We work with groups of all sizes to accomplish even more.

Are you interested in expanding your impact? With Rotary, you can.

From community-based groups who team with their local Rotary club to global organizations who work with us on long-term projects, we can make an even bigger difference when we work together.

We team with partners ranging from local food banks to the United Nations to expand the reach and impact of our work. If you work with an organization that would like to partner with Rotary, please get in touch.

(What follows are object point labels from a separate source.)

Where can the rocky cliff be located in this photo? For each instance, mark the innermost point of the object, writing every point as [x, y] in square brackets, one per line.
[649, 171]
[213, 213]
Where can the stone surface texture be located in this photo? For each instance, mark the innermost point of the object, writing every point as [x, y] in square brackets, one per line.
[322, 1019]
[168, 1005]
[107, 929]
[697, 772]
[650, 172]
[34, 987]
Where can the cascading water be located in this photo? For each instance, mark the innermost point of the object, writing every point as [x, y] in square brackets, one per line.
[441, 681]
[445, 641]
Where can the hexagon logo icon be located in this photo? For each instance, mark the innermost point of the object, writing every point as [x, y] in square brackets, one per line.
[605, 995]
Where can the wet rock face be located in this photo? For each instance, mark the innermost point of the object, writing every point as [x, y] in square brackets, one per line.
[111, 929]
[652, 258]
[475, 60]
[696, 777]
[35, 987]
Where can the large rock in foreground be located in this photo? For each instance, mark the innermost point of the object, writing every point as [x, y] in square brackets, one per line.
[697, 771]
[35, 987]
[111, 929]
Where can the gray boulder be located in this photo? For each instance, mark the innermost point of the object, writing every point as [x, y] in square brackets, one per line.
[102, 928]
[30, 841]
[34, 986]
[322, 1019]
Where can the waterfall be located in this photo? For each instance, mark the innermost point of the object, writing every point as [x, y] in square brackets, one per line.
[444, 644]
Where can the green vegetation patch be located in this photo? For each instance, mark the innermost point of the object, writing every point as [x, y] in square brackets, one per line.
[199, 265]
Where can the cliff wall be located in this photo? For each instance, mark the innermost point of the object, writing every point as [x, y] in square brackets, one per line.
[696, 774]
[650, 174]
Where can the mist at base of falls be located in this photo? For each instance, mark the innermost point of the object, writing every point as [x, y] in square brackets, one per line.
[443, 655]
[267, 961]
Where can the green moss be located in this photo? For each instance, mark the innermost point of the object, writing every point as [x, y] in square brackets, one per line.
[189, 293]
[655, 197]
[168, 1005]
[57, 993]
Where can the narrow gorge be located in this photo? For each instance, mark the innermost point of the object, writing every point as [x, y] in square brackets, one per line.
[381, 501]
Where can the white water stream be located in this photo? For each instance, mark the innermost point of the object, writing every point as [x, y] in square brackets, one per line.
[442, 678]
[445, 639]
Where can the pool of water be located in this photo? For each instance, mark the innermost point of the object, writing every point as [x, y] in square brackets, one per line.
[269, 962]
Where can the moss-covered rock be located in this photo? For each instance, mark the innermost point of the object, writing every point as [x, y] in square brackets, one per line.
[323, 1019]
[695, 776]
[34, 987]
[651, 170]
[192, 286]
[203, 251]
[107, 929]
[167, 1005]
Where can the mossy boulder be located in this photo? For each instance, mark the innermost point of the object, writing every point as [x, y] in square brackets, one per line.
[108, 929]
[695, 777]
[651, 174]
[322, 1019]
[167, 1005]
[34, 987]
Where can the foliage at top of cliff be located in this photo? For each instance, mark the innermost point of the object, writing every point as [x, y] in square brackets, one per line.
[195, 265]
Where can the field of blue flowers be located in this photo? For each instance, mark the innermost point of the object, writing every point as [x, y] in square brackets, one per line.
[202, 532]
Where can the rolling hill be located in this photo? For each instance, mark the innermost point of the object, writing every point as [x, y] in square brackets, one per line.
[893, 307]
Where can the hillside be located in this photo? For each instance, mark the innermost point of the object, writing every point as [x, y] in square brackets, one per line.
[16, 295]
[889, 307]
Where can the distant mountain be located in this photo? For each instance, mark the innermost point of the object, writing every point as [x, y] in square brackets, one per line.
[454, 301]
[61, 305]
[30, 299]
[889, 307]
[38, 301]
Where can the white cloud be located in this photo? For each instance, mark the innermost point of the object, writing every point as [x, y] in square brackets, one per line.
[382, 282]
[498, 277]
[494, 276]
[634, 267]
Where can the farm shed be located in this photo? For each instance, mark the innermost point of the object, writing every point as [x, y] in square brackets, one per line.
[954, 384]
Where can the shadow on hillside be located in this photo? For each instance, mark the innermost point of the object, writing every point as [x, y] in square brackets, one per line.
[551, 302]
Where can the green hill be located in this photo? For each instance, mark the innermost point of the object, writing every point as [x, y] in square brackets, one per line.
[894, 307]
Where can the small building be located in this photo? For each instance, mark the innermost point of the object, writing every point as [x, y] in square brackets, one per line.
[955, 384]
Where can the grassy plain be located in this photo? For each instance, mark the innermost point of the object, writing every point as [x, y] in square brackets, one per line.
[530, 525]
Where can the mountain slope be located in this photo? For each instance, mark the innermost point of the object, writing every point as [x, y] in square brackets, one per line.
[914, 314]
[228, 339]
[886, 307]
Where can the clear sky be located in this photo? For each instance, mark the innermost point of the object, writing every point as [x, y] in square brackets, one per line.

"To be successful, we need leverage — the leverage that comes from collaboration with others who share our goals."

Partners for clean water

Water for Africa and Rotary Club of Sunyani Central, Ghana

When the children of Ghana shout, "Hey, water! Water!" Michael Anyekase thinks of Rotary International.

Anyekase works for Water for Africa, which partnered with Rotary to provide more than 100 villages in Ghana with clean water through installation of equipment and hygiene training.

More than 85 percent of Ghanaians now have access to clean water, far surpassing the 2015 goals set by the United Nations. Rotary, with its abundant resources and committed global membership, has provided more sources of drinking water in Ghana than any other NGO, Anyekase says.

Samuel Obour, a Rotary leader in Ghana, helped spearhead some projects, and continues to leverage Rotary's proven and highly-successful framework to install latrines and washing stations at schools and markets. After all, Rotary's partnership doesn't end, but rather, gets stronger with time.

Now children don't have to wake up at 4 a.m. to fetch water from miles away. They can go to school. "Children can spend more time being children," says Obour. "Families can spend more time being families. And life can take on a new kind of normalcy.